Bernard Carayon : C’est une évidence. S’il n’y a pas eu trop d’affrontements après France-Maroc, c’est parce que l’équipe de France a été formidable et que sa victoire n'a été entachée d'aucun contentieux d' arbitrage.

Mais ce n’est pas le football qui va régler notre problème d’immigration. On ne peut pas assimiler des populations qui viennent en tant que peuple et pas en tant qu’individus. Donc il faut une réduction drastique des flux pour mener une vraie politique d’assimilation. L’intégration, c’est la volonté de laisser coexister les cultures côte à côte. En vrai Républicain, je ne crois qu’en l’assimilation. C'est d'ailleurs, selon le code civil, la condition exigée pour être naturalisé. L’intégration ouvre la porte au communautarisme. C'est-à-dire la voie ouverte aux conflits religieux, ethniques et culturels. Nous y sommes, déjà, non ?

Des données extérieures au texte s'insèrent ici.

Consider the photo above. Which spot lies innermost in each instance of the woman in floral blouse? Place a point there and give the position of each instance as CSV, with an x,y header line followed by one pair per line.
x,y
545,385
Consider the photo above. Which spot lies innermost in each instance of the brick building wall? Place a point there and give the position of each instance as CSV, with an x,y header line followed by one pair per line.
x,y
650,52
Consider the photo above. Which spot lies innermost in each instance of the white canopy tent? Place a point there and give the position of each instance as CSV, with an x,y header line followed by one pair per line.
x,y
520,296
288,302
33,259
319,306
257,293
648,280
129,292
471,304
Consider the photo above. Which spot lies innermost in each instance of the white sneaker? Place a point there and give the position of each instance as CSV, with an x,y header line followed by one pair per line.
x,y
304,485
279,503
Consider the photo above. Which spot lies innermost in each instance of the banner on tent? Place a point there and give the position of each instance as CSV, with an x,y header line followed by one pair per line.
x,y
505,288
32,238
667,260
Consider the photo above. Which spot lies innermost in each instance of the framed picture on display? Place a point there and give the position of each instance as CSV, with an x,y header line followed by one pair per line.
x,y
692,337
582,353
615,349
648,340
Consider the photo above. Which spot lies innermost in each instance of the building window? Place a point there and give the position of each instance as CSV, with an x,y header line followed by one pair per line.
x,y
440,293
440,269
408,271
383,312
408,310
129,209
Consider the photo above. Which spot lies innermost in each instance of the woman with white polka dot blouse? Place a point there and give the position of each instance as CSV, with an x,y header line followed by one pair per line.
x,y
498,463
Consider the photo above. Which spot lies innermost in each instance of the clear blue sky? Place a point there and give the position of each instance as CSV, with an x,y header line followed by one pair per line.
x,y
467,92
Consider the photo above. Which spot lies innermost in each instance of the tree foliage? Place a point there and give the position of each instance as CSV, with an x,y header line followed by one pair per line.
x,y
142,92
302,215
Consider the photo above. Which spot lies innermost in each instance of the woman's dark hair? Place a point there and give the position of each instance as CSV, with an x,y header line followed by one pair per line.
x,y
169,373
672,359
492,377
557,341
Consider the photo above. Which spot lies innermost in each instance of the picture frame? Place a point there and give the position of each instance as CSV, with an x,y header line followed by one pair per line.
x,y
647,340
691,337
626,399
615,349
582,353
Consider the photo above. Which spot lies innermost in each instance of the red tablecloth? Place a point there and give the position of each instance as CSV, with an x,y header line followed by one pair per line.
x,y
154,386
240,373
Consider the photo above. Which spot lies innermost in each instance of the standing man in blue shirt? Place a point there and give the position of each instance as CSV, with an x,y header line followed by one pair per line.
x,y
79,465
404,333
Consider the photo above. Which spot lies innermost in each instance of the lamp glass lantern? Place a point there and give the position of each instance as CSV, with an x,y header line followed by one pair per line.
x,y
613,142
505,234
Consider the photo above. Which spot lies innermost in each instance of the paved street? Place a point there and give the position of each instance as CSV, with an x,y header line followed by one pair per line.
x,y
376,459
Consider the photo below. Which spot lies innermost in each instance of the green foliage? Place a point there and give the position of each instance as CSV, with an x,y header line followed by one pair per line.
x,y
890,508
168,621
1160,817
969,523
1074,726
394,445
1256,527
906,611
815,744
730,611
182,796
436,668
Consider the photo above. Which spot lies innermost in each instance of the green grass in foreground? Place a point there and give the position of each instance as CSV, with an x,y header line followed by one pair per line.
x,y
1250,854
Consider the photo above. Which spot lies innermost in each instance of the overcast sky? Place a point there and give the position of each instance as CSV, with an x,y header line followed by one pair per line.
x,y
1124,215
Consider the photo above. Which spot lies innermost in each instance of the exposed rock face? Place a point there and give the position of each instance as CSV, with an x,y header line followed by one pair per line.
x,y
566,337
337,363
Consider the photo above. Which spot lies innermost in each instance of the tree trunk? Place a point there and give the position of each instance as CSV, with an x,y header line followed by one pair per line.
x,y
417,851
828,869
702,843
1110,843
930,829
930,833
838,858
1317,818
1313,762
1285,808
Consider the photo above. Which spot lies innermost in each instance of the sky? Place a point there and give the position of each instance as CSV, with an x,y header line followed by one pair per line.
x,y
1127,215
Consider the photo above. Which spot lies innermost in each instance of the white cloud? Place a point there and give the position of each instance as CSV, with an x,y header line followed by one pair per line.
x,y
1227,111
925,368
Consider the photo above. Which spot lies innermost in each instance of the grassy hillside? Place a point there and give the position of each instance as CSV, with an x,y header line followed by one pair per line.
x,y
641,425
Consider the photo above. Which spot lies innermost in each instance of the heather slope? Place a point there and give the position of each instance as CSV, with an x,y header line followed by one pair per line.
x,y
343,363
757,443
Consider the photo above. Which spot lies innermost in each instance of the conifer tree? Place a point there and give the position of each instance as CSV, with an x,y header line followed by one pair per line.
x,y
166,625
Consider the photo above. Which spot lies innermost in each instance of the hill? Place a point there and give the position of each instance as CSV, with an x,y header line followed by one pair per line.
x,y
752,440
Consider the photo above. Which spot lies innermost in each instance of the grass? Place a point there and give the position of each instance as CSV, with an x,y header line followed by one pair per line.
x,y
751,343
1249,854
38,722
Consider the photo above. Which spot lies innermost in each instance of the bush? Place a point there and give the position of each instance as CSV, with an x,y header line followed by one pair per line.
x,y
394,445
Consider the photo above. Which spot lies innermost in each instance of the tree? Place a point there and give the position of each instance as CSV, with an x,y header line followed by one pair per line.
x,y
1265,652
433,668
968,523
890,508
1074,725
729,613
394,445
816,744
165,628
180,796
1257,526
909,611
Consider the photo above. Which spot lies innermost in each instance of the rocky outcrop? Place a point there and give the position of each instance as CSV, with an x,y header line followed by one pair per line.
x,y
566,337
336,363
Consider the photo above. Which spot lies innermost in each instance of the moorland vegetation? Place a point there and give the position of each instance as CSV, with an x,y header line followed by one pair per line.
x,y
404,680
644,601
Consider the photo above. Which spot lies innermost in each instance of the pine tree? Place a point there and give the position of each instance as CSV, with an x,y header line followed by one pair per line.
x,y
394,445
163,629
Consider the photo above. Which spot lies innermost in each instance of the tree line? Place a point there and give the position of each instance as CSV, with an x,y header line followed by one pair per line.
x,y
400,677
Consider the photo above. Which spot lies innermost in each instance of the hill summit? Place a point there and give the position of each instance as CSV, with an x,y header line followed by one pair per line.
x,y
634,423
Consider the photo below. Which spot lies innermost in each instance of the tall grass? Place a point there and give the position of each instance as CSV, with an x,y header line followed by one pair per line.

Maxime Tandonnet : On en fait beaucoup trop avec le football. Il a pris une valeur emblématique de « l’intégration » voire de l’identité. Mais encore une fois, il relève de l’illusion médiatique. La réalité triviale du football, ce sont des sportifs multimillionnaires qui courent derrière un ballon (même avec talent), ni plus ni moins. Par un phénomène mimétique qui relève de la psychologie de foule, le spectacle est magnifié, sublimé jusqu’à sa métamorphose en un ersatz de passion nationale qu’autrefois, on appelait le chauvinisme – mais l’usage de ce mot est évidemment maudit aujourd’hui. Tout cela n’a rien à voir avec la vie quotidienne des banlieues sensibles, les problèmes de chômage, de désœuvrement, de violence, ni avec les enjeux de l’intégration par le travail et l’école. Au fond, la sublimation du sport spectacle est le reflet inversé des malaises de la société. Plus celle-ci souffre dans sa chair et plus elle a besoin de fuir dans l’émotion footballistique.